Understanding Vertex AI Pricing

  1. Training Cost (AutoML Tabular)

    • Charged per node-hour. A typical small model trains in 1–3 hours on a single node.
    • For free tier: Google offers $300 credit over 90 days. A 2-hour training job costs roughly $10–$15.
    • Equation: Cost = Node-Hours × $5–$8/hour
  2. Endpoint Hosting Cost

    • Once deployed, you pay for compute resources even if idle.
    • A single n1-standard-4 machine costs ~$20/day.
    • Best practice: Enable autoscaling or manually scale to 0 when not in use.
  3. Batch Predictions

    • Cheaper than real-time endpoints for bulk processing.
    • Charged per prediction (roughly $0.015 per 1,000 predictions).
    • Best for: Nightly or weekly report generation.
  4. Data Storage (GCS)

    • Minimal cost for CSV files. First 5 GB is free on free tier.

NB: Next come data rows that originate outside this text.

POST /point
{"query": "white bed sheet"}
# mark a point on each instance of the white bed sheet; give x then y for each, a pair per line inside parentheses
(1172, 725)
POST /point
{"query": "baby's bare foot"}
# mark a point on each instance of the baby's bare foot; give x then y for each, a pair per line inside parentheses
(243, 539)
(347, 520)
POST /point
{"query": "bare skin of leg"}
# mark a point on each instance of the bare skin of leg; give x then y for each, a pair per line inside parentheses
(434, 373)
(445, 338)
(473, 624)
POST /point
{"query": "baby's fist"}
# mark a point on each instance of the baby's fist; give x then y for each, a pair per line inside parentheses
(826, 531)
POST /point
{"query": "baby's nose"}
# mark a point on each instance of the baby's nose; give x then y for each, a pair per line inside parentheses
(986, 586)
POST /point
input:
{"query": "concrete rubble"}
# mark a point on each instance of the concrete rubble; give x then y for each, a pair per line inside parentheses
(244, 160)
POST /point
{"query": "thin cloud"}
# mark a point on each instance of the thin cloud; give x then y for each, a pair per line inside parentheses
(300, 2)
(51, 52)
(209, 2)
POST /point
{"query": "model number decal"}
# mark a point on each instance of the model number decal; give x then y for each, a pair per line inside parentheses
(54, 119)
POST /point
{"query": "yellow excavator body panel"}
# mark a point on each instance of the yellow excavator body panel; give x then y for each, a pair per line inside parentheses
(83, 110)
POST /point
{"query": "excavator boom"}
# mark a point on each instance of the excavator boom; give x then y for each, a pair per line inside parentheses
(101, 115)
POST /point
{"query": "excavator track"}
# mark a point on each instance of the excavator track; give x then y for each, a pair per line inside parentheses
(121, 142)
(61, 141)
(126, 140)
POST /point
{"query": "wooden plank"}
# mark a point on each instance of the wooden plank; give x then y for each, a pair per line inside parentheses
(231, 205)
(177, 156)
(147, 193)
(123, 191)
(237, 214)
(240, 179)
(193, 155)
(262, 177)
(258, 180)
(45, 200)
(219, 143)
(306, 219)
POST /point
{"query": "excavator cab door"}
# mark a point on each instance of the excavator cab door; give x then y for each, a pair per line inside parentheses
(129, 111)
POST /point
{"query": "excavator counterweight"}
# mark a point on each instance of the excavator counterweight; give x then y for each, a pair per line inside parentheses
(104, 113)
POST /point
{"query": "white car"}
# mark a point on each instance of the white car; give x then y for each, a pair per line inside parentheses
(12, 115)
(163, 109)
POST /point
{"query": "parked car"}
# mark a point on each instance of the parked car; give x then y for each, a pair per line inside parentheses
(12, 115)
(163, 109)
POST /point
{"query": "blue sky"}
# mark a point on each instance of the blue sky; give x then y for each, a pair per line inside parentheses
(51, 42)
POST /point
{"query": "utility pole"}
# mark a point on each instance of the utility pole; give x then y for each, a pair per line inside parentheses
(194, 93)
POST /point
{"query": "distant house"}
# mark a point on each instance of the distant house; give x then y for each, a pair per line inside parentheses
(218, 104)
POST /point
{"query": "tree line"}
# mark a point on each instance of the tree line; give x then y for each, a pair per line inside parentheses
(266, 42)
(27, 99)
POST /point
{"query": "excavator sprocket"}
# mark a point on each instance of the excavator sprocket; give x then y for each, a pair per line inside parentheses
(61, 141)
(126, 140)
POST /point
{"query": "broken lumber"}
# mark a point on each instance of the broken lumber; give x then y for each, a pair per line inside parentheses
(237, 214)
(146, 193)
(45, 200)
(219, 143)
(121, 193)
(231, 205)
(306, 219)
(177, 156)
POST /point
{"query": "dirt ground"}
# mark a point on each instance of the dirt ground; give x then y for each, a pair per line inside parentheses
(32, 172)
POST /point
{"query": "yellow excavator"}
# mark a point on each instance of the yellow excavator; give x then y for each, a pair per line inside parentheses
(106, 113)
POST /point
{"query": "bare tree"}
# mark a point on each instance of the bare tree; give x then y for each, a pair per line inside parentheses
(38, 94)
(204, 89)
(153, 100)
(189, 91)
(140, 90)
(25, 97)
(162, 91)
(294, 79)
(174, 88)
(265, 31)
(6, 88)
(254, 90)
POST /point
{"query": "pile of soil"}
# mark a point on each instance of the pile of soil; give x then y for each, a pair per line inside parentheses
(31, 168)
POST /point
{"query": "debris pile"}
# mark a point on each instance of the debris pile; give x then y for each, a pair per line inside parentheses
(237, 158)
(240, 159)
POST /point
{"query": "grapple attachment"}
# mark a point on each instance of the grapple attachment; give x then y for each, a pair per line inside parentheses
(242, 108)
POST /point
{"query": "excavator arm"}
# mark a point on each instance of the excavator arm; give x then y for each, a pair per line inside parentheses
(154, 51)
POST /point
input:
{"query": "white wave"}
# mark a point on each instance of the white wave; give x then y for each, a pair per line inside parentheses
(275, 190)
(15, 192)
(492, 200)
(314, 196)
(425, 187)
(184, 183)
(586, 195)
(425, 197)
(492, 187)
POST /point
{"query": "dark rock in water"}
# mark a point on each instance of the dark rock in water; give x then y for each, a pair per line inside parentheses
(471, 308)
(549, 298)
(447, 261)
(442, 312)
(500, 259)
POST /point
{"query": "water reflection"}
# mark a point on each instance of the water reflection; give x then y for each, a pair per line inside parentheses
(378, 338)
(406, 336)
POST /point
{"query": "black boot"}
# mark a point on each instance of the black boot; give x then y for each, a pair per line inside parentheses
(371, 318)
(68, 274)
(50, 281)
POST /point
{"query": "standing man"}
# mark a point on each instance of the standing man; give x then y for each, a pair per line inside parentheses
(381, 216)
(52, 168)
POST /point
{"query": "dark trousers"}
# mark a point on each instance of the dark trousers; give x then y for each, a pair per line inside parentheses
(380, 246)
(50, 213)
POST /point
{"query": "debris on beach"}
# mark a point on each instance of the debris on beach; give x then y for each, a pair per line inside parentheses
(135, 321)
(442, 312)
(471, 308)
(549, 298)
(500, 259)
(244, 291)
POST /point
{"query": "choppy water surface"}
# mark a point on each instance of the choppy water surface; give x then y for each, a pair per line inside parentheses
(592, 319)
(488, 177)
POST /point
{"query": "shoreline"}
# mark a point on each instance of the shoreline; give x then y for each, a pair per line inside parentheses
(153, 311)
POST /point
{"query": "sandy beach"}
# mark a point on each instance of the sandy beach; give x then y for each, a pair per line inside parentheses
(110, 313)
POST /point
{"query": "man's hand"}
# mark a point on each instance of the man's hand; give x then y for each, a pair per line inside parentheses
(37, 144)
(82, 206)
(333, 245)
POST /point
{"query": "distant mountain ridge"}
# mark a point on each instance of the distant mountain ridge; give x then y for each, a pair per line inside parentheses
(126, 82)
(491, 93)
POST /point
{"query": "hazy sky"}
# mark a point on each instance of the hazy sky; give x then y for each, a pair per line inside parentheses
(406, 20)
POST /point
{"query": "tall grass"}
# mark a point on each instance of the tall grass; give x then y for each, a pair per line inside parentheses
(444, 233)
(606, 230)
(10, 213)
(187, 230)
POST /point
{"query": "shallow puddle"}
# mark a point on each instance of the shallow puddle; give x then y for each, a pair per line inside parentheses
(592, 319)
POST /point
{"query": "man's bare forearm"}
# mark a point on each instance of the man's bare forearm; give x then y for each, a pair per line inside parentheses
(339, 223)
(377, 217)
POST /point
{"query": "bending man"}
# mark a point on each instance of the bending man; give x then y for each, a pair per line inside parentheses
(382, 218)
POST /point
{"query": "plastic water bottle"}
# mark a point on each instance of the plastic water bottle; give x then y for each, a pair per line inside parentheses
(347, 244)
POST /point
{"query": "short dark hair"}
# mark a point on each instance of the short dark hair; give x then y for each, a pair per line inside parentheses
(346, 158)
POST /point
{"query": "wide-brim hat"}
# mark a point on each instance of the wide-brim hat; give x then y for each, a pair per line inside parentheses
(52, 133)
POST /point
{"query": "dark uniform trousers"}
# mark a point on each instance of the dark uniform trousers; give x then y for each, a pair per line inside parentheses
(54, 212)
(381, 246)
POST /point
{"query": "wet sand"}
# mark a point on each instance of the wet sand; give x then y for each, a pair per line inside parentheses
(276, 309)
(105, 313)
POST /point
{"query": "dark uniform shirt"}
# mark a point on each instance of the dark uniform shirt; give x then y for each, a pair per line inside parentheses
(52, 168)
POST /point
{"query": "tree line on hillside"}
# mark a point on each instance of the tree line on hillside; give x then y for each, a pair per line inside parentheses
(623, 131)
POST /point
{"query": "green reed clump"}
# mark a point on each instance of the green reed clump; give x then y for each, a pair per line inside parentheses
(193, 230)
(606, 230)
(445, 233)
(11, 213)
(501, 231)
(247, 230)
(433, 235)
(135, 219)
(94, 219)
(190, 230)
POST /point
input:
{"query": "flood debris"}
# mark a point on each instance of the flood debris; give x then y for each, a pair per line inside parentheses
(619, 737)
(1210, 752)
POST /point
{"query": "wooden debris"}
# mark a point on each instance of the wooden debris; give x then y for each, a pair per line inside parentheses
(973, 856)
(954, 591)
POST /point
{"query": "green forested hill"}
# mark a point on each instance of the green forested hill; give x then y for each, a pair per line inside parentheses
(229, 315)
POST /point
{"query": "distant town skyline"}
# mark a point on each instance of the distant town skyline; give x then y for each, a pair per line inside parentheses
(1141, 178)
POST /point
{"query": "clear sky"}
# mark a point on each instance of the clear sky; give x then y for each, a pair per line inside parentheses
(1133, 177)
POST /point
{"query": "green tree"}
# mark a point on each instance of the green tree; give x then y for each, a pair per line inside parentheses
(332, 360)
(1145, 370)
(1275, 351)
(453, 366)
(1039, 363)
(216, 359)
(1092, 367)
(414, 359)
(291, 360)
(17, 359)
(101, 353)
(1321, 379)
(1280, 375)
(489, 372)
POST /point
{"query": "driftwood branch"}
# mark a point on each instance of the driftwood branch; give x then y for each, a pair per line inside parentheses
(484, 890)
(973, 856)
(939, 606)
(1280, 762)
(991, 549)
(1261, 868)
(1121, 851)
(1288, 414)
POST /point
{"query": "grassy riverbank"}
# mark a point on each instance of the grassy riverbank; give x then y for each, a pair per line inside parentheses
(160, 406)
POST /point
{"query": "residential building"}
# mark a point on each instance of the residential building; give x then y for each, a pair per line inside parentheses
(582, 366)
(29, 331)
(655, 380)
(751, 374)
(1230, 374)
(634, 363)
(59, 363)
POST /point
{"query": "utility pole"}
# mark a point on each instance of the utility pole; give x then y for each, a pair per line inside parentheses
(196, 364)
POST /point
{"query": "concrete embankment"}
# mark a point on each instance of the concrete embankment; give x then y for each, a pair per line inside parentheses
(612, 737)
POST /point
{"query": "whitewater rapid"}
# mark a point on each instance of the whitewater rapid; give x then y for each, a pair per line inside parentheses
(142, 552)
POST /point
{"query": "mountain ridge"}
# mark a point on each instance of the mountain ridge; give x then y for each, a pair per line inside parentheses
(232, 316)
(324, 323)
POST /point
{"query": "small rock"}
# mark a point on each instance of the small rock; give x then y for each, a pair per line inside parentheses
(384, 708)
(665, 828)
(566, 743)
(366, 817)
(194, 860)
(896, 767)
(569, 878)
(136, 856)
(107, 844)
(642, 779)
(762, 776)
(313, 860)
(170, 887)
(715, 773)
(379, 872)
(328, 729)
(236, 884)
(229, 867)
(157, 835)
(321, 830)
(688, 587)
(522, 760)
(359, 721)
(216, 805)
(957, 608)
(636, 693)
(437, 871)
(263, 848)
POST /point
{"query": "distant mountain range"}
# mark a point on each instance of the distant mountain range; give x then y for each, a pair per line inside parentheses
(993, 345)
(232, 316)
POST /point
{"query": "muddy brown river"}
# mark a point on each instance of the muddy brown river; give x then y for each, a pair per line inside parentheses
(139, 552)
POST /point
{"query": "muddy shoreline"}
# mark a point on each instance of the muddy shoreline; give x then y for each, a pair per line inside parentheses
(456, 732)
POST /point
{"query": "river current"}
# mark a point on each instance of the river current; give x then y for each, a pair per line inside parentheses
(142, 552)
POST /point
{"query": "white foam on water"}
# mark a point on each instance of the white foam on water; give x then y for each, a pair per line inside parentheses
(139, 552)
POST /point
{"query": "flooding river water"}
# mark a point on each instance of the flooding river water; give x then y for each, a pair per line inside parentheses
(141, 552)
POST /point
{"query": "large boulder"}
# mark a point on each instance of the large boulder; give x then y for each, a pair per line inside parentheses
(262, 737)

Cost Breakdown for This Example

| Component | Hours/Calls | Cost | | ------------------------- | ---------------- | ---------------- | | Training (AutoML) | 2 | $10–$15 | | Model Deployment | 24 hours (1 day) | ~$20 | | 10,000 Batch Predictions | 10k | ~$0.15 | | GCS Storage | CSV only | Free (under 5GB) | | Total (1-day project) | — | ~$30–$35 |

Strategy: How to Minimize Costs

  1. Use Free Tier Credits: Start with the $300 90-day free tier credit. Train and experiment aggressively.
  2. Turn Off Endpoints When Not Testing: A deployed endpoint costs money even if unused. Delete it after testing.
  3. Prefer Batch Predictions: For infrequent use cases, batch predictions are 10–100x cheaper than maintaining an endpoint.
  4. Monitor with Cloud Budget Alerts: Set a budget of $50/month and receive email alerts when you approach the limit.

Conclusion

Vertex AI with AutoML Tabular is an excellent entry point for anyone wanting to explore machine learning on GCP without deep expertise in data science or model architecture. The platform handles the heavy lifting—feature engineering, hyperparameter tuning, and deployment—so you can focus on the business problem.

Key Takeaways:

  • Simple data + AutoML = Fast results. A housing price prediction model takes just 2–3 hours to train and deploy.
  • Costs are transparent and manageable. With the free tier credit, you can build, train, and deploy multiple models risk-free.
  • Automate retraining with Pipelines. Once your workflow is validated, use Kubeflow Pipelines to keep your model fresh as new data arrives.
  • Choose the right inference method. Real-time endpoints are ideal for interactive apps; batch predictions suit reporting workflows.

By starting with free tier and understanding the cost model upfront, you're well-positioned to confidently scale to production workloads. The next steps are to experiment with more complex datasets, ensemble models, or custom training for even greater accuracy.